During our last conversation he was sad because he was "going to miss so much." He was right. I'm sad for him and for myself but I'm even sadder for Asa and Norah. They're missing out on having an amazing Pok Pok who would love them both so much. He was so proud of Asa and I can almost hear him laughing when I imagine telling him about the crazy, sweet, affectionate, and energetic toddler he has become. And Norah. Daddy would love how easygoing she is and her sweet smile. They deserve to know and love him and it is so unfair that they will grow up without him.
I'll just continue to tell them stories and show them pictures and hope that they feel a connection to him on some level. ...I suppose I can also continue to drink his share of lattes (in addition to mine of course), have an occasional Corona, support TX musicians, always adopt shelter pets, and dress Norah in outfits with pink flamingos plastered on them. All of these things will make me smile because they would make him smile. :)

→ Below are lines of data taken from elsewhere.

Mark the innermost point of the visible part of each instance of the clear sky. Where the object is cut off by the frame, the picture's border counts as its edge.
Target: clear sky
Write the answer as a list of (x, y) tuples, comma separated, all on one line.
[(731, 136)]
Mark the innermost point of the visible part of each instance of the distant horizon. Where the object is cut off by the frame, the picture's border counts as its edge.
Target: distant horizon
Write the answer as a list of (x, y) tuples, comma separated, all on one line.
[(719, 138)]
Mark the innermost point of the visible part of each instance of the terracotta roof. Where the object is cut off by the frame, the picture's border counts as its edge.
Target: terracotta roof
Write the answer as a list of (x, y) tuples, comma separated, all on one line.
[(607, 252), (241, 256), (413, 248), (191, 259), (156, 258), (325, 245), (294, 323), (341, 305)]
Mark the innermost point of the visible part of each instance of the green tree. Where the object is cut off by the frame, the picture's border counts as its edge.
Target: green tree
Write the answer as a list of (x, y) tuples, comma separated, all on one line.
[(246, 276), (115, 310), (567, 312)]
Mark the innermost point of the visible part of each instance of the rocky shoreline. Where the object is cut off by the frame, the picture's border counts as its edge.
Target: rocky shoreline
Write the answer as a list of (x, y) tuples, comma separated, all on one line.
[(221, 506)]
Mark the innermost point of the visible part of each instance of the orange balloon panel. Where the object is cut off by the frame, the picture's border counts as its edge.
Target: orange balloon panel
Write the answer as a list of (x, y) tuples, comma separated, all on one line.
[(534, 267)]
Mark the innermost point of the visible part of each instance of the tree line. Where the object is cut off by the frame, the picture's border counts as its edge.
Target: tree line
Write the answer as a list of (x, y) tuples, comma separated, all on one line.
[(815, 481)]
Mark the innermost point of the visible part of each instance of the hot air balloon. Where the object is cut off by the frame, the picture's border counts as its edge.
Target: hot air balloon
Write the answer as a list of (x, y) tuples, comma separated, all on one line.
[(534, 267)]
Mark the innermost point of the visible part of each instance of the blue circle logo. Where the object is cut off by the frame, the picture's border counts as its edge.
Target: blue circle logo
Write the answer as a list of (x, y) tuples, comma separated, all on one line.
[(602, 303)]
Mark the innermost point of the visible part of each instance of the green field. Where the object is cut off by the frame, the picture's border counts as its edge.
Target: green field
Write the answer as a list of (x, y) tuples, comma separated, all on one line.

The anniversary of my mom's death is ALWAYS a hard day. And as you said, we ALL get shortchanged by the loss of a parent too soon....when they had so much life left to live! Although Ellie has some actual memories of my mom, I've told enough stories about Nona that Lily & Lucy now speak as though they have memories of her, too (she died when they were less than 3 months old). The girls know all sorts of things about Nona, and often will comment on things they think Nona would have really liked (e.g., "Nona would have loved that big, bright moon!"). All that is to say keep telling those stories and showing the kiddos pictures of your dad...it's working, I promise. Love to you, Amy!